I can’t speak for markets outside of Toronto, but I know most urban cities have lofts. The industrial and modern esthetic attracts a spectrum of demographics, from wealthy students to young professionals and empty nesters – most eager to buy anything that isn’t your typical bowling alley condo layout. High ceilings, wooden beams and exposed brick in particular are features most buyers crave.

Developers in Toronto have capitalized on this trend, resulting in the “soft loft” (purpose-built condo with loft-style features). Three soft lofts and three conversions (or “hard lofts”) made our list, with the No. 1 and runner up both hard lofts (not surprisingly).

Neighbourhoods with low condo inventory.

The majority of the condos in Toronto are concentrated in the downtown core. However, there are many desirable neighbourhoods with virtually no condo supply, meaning you’re either going to spend at least $1.2 million on a fixer-upper semi-detached house, or if you’re lucky, you’ll have the opportunity to buy in a pretty decent condo for about half that price.

In addition to this list featuring predominantly mid/low-rise lofts, seven of the 10 condos here compete with virtually no nearby condos – only houses that have priced out most buyers in the market.
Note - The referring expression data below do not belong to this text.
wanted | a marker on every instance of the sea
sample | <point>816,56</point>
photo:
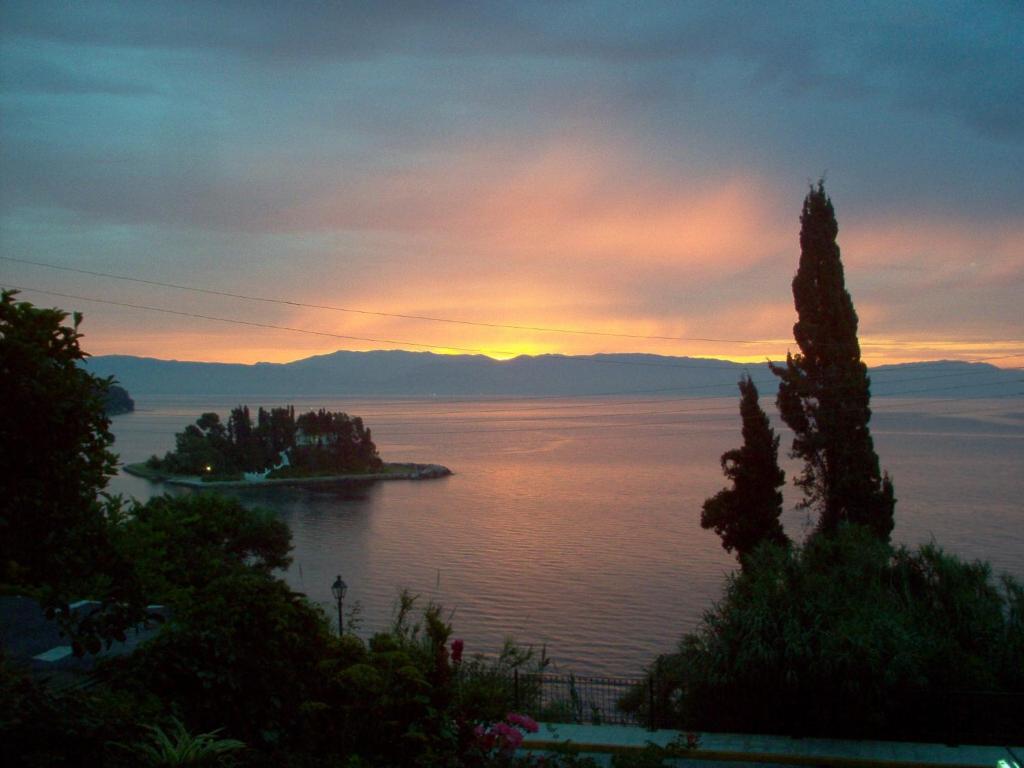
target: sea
<point>571,525</point>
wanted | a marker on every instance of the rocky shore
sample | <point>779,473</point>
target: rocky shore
<point>390,471</point>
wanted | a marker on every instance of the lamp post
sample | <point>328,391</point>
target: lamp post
<point>338,589</point>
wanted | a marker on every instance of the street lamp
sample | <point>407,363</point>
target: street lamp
<point>339,588</point>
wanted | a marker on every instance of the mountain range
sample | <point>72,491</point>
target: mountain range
<point>396,373</point>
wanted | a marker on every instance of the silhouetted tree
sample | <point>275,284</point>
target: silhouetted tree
<point>824,390</point>
<point>748,513</point>
<point>54,463</point>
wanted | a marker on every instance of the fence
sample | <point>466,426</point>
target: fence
<point>957,717</point>
<point>569,698</point>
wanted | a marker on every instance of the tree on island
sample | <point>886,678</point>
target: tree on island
<point>315,442</point>
<point>824,390</point>
<point>748,513</point>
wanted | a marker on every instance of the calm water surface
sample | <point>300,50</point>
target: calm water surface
<point>574,523</point>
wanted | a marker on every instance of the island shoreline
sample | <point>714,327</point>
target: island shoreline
<point>402,471</point>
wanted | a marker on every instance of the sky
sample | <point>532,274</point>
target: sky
<point>630,170</point>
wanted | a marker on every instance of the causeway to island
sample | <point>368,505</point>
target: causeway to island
<point>315,448</point>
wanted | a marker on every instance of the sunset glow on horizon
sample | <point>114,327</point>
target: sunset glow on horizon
<point>632,188</point>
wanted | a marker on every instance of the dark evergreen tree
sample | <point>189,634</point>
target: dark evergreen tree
<point>748,513</point>
<point>824,390</point>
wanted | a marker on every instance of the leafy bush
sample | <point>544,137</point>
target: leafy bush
<point>847,636</point>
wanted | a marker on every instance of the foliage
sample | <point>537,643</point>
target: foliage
<point>177,747</point>
<point>42,727</point>
<point>243,654</point>
<point>824,390</point>
<point>850,637</point>
<point>317,441</point>
<point>748,513</point>
<point>54,450</point>
<point>181,545</point>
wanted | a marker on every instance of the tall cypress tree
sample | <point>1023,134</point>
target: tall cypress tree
<point>748,513</point>
<point>824,390</point>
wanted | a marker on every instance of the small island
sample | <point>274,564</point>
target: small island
<point>318,446</point>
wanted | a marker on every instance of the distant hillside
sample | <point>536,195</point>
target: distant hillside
<point>425,374</point>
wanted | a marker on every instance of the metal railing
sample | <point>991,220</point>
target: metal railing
<point>983,717</point>
<point>572,698</point>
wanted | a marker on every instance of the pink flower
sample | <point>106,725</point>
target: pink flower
<point>511,736</point>
<point>523,721</point>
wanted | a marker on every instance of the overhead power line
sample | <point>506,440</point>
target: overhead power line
<point>431,318</point>
<point>377,313</point>
<point>346,337</point>
<point>474,350</point>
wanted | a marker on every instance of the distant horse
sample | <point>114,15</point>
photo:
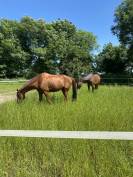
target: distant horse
<point>92,80</point>
<point>45,83</point>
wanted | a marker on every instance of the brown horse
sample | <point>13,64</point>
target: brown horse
<point>92,80</point>
<point>45,83</point>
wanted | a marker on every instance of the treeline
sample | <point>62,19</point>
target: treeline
<point>119,59</point>
<point>29,46</point>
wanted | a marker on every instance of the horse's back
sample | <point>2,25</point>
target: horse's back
<point>51,82</point>
<point>95,79</point>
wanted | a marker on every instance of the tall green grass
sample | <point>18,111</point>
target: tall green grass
<point>9,87</point>
<point>109,108</point>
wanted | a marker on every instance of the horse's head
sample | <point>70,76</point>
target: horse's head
<point>19,96</point>
<point>79,84</point>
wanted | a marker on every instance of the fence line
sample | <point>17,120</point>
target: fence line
<point>101,135</point>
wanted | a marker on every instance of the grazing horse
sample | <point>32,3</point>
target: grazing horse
<point>92,80</point>
<point>45,83</point>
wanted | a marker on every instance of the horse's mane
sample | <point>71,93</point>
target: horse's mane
<point>31,81</point>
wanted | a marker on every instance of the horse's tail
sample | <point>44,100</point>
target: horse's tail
<point>74,89</point>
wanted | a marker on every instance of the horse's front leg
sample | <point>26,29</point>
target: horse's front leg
<point>65,91</point>
<point>40,95</point>
<point>47,97</point>
<point>88,84</point>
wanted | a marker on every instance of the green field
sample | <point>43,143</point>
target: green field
<point>9,87</point>
<point>109,108</point>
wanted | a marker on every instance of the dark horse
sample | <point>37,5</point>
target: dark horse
<point>45,83</point>
<point>92,80</point>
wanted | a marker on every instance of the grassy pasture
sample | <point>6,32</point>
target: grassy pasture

If you’re a seller in a dense neighbourhood like Cityplace, your condo unit will have to compete against five to 10 nearly identical units within a quarter kilometre radius. The most desirable condos don’t have that problem. Buy where affordable inventory is scarce.

What about the 10 least desirable condos?

They’re essentially the inverse of the highest demand condos. They’re located in neighbourhoods with dense condo inventory. They’re all your average, garden variety condo. They’re all high-rises, with over 400 units each. And not surprisingly, they all had maintenance fees at 78 cents per-square-foot or higher (average in Toronto is about 65 cents per-square-foot).

I hope this study helps you target the best options in your local market. If you’ve noticed similar trends outside of Toronto, I’d love to hear about them. Happy condo hunting!


  1. Thank you. That was a good read. I am “shocked” at the condo fees in Toronto (I’m from the K-W area).

  2. That can be some very useful information for buyers with neighbourhoods already in mind. A few observations if I may:

    Sales to list is not a valid metric when any or all of the list prices were set deliberately low at some arbitrary number that’s often not related to the last arbitrary low list price. Case in point is Redpath where of the 4 of the 9 units sold in the last year were listed at market value/offers anytime, only 1 of which sold for above asking.

    Price per square foot which should probably be the most useful metric (for condos only) is very often misrepresented by our industry causing it to be misleading and an untrue comparison between buildings. For example, parking should be factored in as should upgrades.

    Maintenance fees: similarly, the industry can better quantify maintenance fees so that the buyer can properly compare a building with fees that includes for example, parking with the fees for a building with no parking.

    I really did like your synposis. Thanks for posting.